HTML API: Return elements pushed and popped rather than tags read. #6348

dmsnell · 2024-04-03T08:48:26Z

Summary

Creates virtual nodes when pushing to and popping from the stack of open elements. It's these nodes that are returned by next_tag(), while subclassed methods intercept tag information, all within the HTML Processor.

Splitting time!

Add get_current_depth() to return the depth of the currently-matched element in the stack of open elements. This needs to account for marker and other not-yet-implemented items in the stack.
Add expects_closer() or similar function to indicate if the currently-matched element needs or expects a closing element.

Questions

What do we do with void tags?
- There are tradeoffs in how to represent tags without a closing tag (be they void elements or self-closing elements within foreign content or special atomic elements like SCRIPT). We can represent a unique open and close tag/event for them, or only expose the opening.
  - In exposing an open and a close there's a very straightforward and universal model of sequential open and close events for every tag.
  - It's weird to have a closing tag for an IMG.
- I think that the value in having a close tag is outweighed by the awkwardness of it. For situations where we're doing things like tracking depth, we should rely on an internal method like get_depth() from the HTML API itself instead of exporting that HTML nuance onto the caller.

Related work

Examples

Convert to Markdown	Output

Normalize HTML	Output

cc: @sirreal

github-actions · 2024-04-03T09:14:18Z

Test using WordPress Playground

The changes in this pull request can previewed and tested using a WordPress Playground instance.

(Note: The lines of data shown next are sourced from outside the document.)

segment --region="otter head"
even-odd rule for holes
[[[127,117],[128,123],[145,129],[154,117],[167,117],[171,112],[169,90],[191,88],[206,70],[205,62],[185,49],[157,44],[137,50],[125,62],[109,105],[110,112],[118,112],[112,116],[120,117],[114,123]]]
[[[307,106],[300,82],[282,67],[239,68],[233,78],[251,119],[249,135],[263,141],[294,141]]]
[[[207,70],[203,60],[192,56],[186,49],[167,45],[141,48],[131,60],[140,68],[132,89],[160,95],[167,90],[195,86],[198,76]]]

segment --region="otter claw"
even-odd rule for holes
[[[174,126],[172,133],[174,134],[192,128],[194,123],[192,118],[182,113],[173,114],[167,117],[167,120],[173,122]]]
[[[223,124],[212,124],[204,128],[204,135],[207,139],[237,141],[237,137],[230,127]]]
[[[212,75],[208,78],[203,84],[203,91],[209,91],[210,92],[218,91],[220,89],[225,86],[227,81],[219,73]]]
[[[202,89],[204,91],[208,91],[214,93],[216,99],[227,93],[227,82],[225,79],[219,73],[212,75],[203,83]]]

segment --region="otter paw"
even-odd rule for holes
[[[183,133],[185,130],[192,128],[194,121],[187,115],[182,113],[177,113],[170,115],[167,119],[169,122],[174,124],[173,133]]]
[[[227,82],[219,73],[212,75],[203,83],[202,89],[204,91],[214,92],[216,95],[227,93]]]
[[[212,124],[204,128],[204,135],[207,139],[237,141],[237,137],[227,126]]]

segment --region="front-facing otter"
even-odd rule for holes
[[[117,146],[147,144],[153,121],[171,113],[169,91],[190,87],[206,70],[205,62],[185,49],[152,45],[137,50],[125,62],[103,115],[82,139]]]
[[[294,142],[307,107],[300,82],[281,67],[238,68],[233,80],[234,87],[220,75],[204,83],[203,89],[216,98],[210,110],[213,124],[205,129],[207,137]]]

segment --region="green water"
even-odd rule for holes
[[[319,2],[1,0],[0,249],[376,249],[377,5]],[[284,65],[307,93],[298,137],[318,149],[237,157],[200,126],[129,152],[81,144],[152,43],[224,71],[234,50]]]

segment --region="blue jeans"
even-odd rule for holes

WordPress Playground is an experimental project that creates a full WordPress instance entirely within the browser.

Some things to be aware of

The Plugin and Theme Directories cannot be accessed within Playground.
All changes will be lost when closing a tab with a Playground instance.
All changes will be lost when refreshing the page.
A fresh instance is created each time the link below is clicked.
Every time this pull request is updated, a new ZIP file containing all changes is created. If changes are not reflected in the Playground instance,
it's possible that the most recent build failed, or has not completed. Check the list of workflow runs to be sure.

For more details about these limitations and more, check out the Limitations page in the WordPress Playground documentation.

Test this pull request with WordPress Playground.

dmsnell · 2024-05-24T01:56:44Z

@sirreal it looks like we're failing tests after seeking, which I believe might be because when jumping back to the start of the document, we wipe out the context node.

github-actions · 2024-06-02T17:07:48Z

The following accounts have interacted with this PR and/or linked issues. I will continue to update these lists as activity occurs. You can also manually ask me to refresh this list by adding the props-bot label.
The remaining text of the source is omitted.